# Dielectric permittivity and Kronecker symbol

I tried to express the dielectric permittivity tensor $$\varepsilon_{ij}$$ as: $$\begin{equation} \varepsilon_{ij} = \varepsilon_{r} \varepsilon_{0} = \left(\chi_{ij} +1\right) \varepsilon_{0}\text{,} \end{equation}$$ where $$\varepsilon_{0}$$ is the electrical permittivity of free space, $$\varepsilon_{r}$$ is the relative permittivity or dielectric constant of a material and $$\chi_{ij}$$ is the dielectric susceptibility tensor.

However, I was told a Kronecker symbol was missing. If I understand properly, it is because the central part of the equation ($$\varepsilon_{r} \varepsilon_{0}$$) must be a tensor to match the left and right hand sides. Would it be correct to write the equation as: $$\begin{equation} \varepsilon_{ij} = \varepsilon_{r} \varepsilon_{0}\delta_{ij} = \left(\chi_{ij} +1\right) \varepsilon_{0} \end{equation}$$ or do I misunderstand something?

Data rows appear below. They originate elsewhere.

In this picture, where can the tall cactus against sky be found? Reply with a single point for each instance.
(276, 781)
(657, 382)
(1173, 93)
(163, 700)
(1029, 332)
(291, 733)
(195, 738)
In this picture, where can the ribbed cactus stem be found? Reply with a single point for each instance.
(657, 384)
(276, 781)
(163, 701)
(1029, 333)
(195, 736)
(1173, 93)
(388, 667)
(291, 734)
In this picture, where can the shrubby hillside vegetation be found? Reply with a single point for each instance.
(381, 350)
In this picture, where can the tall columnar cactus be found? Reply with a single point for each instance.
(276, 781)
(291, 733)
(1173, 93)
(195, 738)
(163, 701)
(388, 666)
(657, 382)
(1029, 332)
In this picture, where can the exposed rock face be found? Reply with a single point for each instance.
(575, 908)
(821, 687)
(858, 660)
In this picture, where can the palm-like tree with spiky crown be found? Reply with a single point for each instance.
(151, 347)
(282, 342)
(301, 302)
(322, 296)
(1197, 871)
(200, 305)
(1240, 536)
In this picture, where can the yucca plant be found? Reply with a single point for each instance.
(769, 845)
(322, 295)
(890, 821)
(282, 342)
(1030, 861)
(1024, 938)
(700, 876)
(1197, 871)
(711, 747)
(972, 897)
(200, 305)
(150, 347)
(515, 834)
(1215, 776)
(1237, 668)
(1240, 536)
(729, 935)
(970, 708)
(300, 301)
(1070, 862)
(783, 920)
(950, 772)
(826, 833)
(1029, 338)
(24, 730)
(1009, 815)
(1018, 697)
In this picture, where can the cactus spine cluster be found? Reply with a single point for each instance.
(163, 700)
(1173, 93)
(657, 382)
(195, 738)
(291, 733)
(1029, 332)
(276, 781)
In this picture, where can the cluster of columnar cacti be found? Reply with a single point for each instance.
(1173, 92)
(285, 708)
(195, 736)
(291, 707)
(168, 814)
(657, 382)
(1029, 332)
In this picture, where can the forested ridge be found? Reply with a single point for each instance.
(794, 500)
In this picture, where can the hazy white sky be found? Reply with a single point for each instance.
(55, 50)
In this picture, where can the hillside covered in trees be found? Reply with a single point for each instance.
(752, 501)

Your equation, $$\varepsilon_{ij} \stackrel{?}{=} \varepsilon_{r} \varepsilon_{0}\delta_{ij} \stackrel{?}{=} \left(\chi_{ij} +1\right) \varepsilon_{0},$$ is incorrect.

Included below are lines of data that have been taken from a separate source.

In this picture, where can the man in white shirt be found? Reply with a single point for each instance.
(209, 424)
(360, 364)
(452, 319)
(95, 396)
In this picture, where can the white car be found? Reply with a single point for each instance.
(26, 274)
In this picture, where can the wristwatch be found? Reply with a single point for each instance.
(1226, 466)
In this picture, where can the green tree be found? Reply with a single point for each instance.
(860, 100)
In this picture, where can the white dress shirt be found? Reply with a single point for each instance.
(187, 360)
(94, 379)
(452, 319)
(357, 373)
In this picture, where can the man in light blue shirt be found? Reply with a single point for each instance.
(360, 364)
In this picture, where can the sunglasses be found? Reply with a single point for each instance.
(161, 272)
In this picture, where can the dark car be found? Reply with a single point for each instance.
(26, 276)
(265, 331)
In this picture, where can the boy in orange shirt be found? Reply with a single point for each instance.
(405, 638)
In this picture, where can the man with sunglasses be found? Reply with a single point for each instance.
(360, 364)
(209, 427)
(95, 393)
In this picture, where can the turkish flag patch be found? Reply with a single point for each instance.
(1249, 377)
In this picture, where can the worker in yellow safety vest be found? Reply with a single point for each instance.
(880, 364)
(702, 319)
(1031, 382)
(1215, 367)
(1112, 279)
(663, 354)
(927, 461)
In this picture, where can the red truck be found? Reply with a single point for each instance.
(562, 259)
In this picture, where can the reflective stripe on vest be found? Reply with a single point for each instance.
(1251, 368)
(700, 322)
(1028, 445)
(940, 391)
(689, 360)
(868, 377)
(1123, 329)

To see why, consider the case where the material is not present, and you're just using your (now over-complicated) theory to describe a vacuum. In this case, your equation says that $$\varepsilon_{ij} = \varepsilon_0$$, and it says that this is true for every combination of $$i$$ and $$j$$, which can't be right.
Instead, the correct version is $$\varepsilon_{ij} = \left(\chi_{ij} +\delta_{ij}\right) \varepsilon_{0},$$ which uses the correct lifting of the scalar operator $$1$$ to the identity matrix. If you must have a relative permittivity $$\varepsilon_r$$, then this must also be a tensor, and you can write $$\varepsilon_{ij} = \left(\chi_{ij} +\delta_{ij}\right) \varepsilon_{0} = \varepsilon_{r,ij}\varepsilon_{0}$$.